ABD'de yapılan ve Hz. Muhammed'e hakaret eden (Fikir özgürlüğü kapsamını aşan, saldırgan ve hakaret içeren işler oluyor) film üzerine bilindiği gibi İslam dünyasının bir kesiminde şiddete varan protesto gösterileri oldu. Hatta Libya'da ABD elçisi de öldürüldü. Bunları biliyoruz ve üzerinden şu hız çağı diyebileceğimiz dönemde epeyi bir zaman geçtiği için de yazmayı düşünmüyordum.

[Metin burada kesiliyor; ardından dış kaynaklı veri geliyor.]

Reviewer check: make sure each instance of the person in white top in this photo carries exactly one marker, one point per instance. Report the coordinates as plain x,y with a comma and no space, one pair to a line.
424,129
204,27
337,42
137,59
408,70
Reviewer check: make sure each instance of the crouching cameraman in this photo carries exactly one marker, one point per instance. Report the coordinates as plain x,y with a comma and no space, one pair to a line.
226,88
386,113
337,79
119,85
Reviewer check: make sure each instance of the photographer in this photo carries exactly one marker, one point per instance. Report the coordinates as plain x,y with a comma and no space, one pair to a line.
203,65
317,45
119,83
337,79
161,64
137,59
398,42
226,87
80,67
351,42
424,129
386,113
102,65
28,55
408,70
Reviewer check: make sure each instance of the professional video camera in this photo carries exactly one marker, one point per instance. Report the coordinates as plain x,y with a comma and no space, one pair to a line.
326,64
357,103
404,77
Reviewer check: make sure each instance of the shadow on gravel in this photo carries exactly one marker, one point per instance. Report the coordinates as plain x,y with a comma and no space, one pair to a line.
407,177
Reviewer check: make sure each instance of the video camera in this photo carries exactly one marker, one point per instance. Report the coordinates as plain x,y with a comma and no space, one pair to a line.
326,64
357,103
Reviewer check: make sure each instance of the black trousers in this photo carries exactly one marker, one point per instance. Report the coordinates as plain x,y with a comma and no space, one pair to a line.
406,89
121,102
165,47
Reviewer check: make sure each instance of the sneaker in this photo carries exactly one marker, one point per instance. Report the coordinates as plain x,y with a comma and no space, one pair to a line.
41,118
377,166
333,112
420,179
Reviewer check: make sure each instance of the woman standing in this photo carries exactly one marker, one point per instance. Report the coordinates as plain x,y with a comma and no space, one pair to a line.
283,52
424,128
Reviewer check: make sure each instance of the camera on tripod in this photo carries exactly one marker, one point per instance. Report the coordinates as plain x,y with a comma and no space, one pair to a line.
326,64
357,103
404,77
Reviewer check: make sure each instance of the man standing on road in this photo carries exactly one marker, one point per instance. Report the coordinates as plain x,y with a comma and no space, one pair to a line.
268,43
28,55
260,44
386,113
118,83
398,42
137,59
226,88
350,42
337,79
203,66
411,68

Şimdi iki nedenle yazıyorum. Olay oldu, geçti, ama "nefret suçu" diye bir olgu var ve öyle görünüyor ki, olmaya da devam edecek. İkincisi de, Başbakan Erdoğan'ın, "...insanların kutsallarına, dini inançlarına saldırıların tanzim edilmesi konusunda uluslararası düzenlemelerin yapılaması gerekir... ulusal hukukta değerlere, inançlara hakaretin nefret suçu kapsamına alınmasıyla ilgili talimat veriyorum, hemen çalışmasını yapalım. Bu konuda Türkiye dünyaya öncü olacak"
Dünyaya öncü olmak!
Keşke insanlığın yararına olan her şeyde ya da bir kısım şeylerde dünyaya öncü olsak; bundan onur duyarım. Bana göre toplumları yetişkin, gelişmiş kılan temel değer, onların ister pozitif bilimlere, ister sanata, ister kültüre, ister hukuka, ister felsefeye vb; kısacası uygarlığa yaptıkları katkılarıdır.

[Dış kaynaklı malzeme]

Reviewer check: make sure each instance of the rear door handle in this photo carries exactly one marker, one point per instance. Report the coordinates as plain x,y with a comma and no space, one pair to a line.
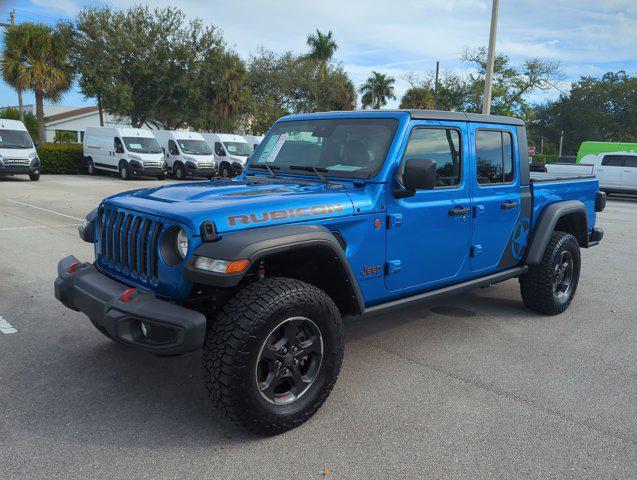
457,211
509,204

Şimdi Başbakan Erdoğan, nefret suçu hususunda dünyaya öncü olalım deyince içim sızladı. Hem de öyle derin sızladı ki, bir kez daha 'aptal' yerine konulduğumu hissettim. Dünyada sanki insanlığa karşı işlenmiş suçlar, nefret suçları alanında hukuki düzenlemeler yokmuş gibi, Başbakan kalkmış Türkiye'nin öncülüğünden bahsediyor! Örneğin 1948 yılından beri BM'ce kabul edilmiş "Soykırım Suçu" yokmuş gibi, AB (Avrupa Birliği) müktesebatında ve AGİT'te (Avrupa Güvenlik İşbirliği Teşkilatı) insanlığa karşı ve nefret suçları alanında düzenlemeler, yaptırımlar yokmuş gibi, Türkiye'nin bu konuda öncü olmasından söz ediliyor.
Hayırlı sabahlar!
Kendi ülkesinde olmayanın (Nedense bu olmayanlar da hep 'iyi' şeyler) dünyada da olmadığını sanan Başbakan Erdoğan ve böyle düşünenler; ne zamanki kutsal değerlerinize hakaret edildi, aklınıza nefret suçu geldi, öyle mi?
Tamam, "Bir musibet bin nasihatten yeğdir" der gibi, bu da iyi bir gelişme! Ulusal hukukumuzu uluslararası hukuk seviyesine çıkararak, hukuku evrensel kılarak insanlığa karşı suçlar ve nefret suçları manzumesini yasalarımıza sokalım. Lafta kalmamak kaydıyla sizi destekliyorum.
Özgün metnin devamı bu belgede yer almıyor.